Het arrest van het Hof is aan dit arrest gehecht.
2. Het geding in cassatie
Tegen het arrest van het Hof heeft Greenpeace beroep in cassatie ingesteld. De cassatiedagvaarding is aan dit arrest gehecht en maakt daarvan deel uit.
NAM heeft geconcludeerd tot verwerping van het beroep.
De zaak is voor partijen toegelicht door hun advocaten.
De conclusie van de Advocaat-Generaal F.B. Bakels strekt tot verwerping van het beroep, met veroordeling van Greenpeace in de proceskosten.
De advocaat van Greenpeace heeft bij brief van 29 oktober 2002 op die conclusie gereageerd.
3. Beoordeling van het middel
De in het middel aangevoerde klachten kunnen niet tot cassatie leiden.
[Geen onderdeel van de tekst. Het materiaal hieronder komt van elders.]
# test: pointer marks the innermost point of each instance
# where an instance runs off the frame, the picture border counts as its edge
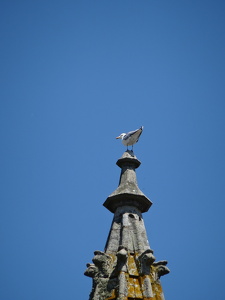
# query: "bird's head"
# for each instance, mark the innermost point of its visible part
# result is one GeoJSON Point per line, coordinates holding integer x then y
{"type": "Point", "coordinates": [121, 136]}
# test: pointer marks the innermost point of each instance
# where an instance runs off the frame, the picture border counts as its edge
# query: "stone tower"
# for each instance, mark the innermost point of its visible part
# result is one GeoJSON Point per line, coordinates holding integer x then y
{"type": "Point", "coordinates": [127, 269]}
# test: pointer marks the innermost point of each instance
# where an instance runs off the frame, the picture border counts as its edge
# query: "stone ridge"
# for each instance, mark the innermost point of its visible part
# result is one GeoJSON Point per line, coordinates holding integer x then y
{"type": "Point", "coordinates": [128, 192]}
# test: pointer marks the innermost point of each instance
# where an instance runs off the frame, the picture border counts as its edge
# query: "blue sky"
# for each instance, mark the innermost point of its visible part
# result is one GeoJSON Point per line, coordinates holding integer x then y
{"type": "Point", "coordinates": [74, 75]}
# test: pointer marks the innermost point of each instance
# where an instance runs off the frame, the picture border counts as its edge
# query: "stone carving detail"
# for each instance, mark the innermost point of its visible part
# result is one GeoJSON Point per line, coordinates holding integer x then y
{"type": "Point", "coordinates": [159, 269]}
{"type": "Point", "coordinates": [145, 260]}
{"type": "Point", "coordinates": [100, 271]}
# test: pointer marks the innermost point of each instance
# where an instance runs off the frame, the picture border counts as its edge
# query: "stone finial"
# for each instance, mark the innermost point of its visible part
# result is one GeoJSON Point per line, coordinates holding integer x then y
{"type": "Point", "coordinates": [128, 192]}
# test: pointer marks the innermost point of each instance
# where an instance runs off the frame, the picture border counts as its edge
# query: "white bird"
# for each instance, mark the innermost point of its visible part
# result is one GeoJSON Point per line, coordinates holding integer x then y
{"type": "Point", "coordinates": [130, 138]}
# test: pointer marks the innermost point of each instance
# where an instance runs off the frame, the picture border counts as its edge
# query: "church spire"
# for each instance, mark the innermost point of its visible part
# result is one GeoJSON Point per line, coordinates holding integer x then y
{"type": "Point", "coordinates": [127, 269]}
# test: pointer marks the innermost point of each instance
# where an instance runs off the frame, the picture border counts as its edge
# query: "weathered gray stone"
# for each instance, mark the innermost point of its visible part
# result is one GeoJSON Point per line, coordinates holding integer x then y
{"type": "Point", "coordinates": [128, 192]}
{"type": "Point", "coordinates": [127, 268]}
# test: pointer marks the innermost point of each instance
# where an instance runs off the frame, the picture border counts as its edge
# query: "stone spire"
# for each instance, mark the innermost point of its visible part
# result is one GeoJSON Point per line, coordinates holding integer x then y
{"type": "Point", "coordinates": [127, 269]}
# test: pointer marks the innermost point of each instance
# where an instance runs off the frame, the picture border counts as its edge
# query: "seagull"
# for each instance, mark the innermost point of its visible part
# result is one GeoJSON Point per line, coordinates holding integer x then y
{"type": "Point", "coordinates": [130, 138]}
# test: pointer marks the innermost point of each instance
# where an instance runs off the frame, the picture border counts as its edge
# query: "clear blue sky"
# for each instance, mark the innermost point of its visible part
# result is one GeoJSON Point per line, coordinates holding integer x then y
{"type": "Point", "coordinates": [74, 75]}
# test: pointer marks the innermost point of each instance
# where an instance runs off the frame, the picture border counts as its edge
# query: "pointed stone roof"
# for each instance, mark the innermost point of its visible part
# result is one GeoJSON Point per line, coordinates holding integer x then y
{"type": "Point", "coordinates": [128, 192]}
{"type": "Point", "coordinates": [127, 269]}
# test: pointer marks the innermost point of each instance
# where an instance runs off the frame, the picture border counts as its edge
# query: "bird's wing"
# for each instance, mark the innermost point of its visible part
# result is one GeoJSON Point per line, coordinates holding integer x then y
{"type": "Point", "coordinates": [129, 134]}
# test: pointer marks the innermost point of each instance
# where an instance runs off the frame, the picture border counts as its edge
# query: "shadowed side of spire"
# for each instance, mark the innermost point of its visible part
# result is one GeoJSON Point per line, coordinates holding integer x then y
{"type": "Point", "coordinates": [128, 192]}
{"type": "Point", "coordinates": [127, 269]}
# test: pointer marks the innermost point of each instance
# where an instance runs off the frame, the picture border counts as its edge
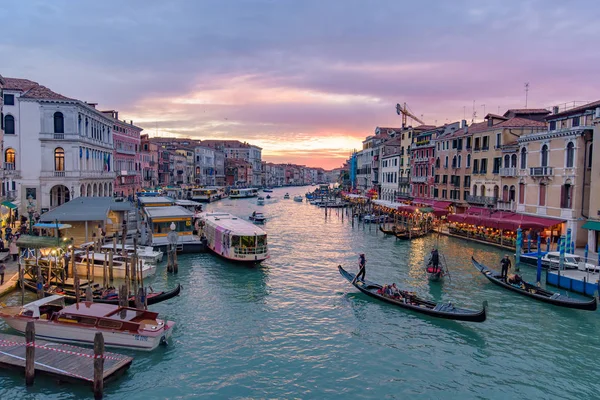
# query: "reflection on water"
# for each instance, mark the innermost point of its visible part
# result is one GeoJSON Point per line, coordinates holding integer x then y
{"type": "Point", "coordinates": [293, 327]}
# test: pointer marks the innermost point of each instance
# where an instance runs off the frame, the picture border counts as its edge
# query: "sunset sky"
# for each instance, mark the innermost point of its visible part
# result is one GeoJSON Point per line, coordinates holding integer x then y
{"type": "Point", "coordinates": [305, 80]}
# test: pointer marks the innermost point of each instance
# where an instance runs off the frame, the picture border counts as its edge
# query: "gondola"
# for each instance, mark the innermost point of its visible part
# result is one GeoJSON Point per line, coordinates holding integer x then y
{"type": "Point", "coordinates": [69, 296]}
{"type": "Point", "coordinates": [412, 302]}
{"type": "Point", "coordinates": [535, 292]}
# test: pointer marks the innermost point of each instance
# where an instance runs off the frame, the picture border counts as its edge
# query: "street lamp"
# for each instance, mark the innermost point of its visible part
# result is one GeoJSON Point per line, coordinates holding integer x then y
{"type": "Point", "coordinates": [30, 211]}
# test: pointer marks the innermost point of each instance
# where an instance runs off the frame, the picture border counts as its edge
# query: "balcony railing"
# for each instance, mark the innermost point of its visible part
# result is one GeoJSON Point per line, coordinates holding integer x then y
{"type": "Point", "coordinates": [508, 172]}
{"type": "Point", "coordinates": [487, 200]}
{"type": "Point", "coordinates": [541, 171]}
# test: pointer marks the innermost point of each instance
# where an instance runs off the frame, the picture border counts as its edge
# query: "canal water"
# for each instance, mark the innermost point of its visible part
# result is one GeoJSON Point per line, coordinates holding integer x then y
{"type": "Point", "coordinates": [294, 328]}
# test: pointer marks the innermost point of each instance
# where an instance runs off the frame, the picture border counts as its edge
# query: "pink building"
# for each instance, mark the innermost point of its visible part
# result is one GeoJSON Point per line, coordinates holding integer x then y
{"type": "Point", "coordinates": [126, 155]}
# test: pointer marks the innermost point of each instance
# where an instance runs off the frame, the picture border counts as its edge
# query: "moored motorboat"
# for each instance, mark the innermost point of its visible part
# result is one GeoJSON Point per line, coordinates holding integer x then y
{"type": "Point", "coordinates": [102, 296]}
{"type": "Point", "coordinates": [534, 292]}
{"type": "Point", "coordinates": [412, 302]}
{"type": "Point", "coordinates": [122, 327]}
{"type": "Point", "coordinates": [257, 217]}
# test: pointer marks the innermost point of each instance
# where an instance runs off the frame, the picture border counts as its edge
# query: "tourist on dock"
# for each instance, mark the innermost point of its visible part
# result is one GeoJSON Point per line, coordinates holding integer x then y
{"type": "Point", "coordinates": [505, 264]}
{"type": "Point", "coordinates": [361, 271]}
{"type": "Point", "coordinates": [13, 250]}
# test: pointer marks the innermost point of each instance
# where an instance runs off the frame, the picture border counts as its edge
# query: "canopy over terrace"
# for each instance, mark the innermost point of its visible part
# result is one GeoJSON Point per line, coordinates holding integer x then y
{"type": "Point", "coordinates": [505, 220]}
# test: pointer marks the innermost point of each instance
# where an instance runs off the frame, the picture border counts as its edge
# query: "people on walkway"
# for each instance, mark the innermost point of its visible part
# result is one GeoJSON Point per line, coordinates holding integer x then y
{"type": "Point", "coordinates": [362, 262]}
{"type": "Point", "coordinates": [505, 264]}
{"type": "Point", "coordinates": [13, 250]}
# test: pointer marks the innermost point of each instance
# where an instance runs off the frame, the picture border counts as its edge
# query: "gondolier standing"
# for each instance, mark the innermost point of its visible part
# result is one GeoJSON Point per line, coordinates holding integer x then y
{"type": "Point", "coordinates": [361, 270]}
{"type": "Point", "coordinates": [506, 264]}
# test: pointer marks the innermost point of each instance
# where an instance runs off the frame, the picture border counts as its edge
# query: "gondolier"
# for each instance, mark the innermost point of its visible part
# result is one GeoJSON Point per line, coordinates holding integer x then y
{"type": "Point", "coordinates": [361, 270]}
{"type": "Point", "coordinates": [505, 264]}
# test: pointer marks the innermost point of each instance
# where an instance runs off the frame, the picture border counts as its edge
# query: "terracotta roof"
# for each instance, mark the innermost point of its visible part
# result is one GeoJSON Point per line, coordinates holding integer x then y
{"type": "Point", "coordinates": [527, 111]}
{"type": "Point", "coordinates": [32, 90]}
{"type": "Point", "coordinates": [575, 110]}
{"type": "Point", "coordinates": [518, 122]}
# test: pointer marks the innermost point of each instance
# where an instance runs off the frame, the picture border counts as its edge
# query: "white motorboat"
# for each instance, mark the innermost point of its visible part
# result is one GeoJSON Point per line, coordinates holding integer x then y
{"type": "Point", "coordinates": [97, 261]}
{"type": "Point", "coordinates": [257, 217]}
{"type": "Point", "coordinates": [122, 327]}
{"type": "Point", "coordinates": [146, 253]}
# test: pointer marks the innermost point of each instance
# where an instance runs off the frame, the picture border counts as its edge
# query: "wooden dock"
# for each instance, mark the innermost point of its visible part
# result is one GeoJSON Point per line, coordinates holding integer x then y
{"type": "Point", "coordinates": [62, 361]}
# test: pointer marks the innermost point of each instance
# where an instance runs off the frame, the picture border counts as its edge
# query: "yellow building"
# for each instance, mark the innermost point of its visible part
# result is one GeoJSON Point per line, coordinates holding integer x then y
{"type": "Point", "coordinates": [494, 159]}
{"type": "Point", "coordinates": [554, 170]}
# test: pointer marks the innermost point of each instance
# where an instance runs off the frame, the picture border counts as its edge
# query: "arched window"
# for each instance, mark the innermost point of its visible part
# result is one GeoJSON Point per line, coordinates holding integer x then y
{"type": "Point", "coordinates": [523, 158]}
{"type": "Point", "coordinates": [544, 156]}
{"type": "Point", "coordinates": [59, 123]}
{"type": "Point", "coordinates": [9, 158]}
{"type": "Point", "coordinates": [9, 125]}
{"type": "Point", "coordinates": [59, 159]}
{"type": "Point", "coordinates": [570, 155]}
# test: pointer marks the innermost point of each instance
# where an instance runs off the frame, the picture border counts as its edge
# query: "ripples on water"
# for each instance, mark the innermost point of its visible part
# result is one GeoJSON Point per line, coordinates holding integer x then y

Zulks behoeft, gezien art. 81 RO, geen nadere motivering nu de klachten niet nopen tot beantwoording van rechtsvragen in het belang van de rechtseenheid of de rechtsontwikkeling.
4. Beslissing
De Hoge Raad:
verwerpt het beroep;
veroordeelt Greenpeace in de kosten van het geding in cassatie, tot op deze uitspraak aan de zijde van NAM begroot op € 286,88 aan verschotten en € 1.365,-- voor salaris.
Dit arrest is gewezen door de vice-president R. Herrmann als voorzitter en de raadsheren J.B. Fleers, A.G. Pos, A. Hammerstein en P.C. Kop, en in het openbaar uitgesproken door de raadsheer A. Hammerstein op 20 december 2002.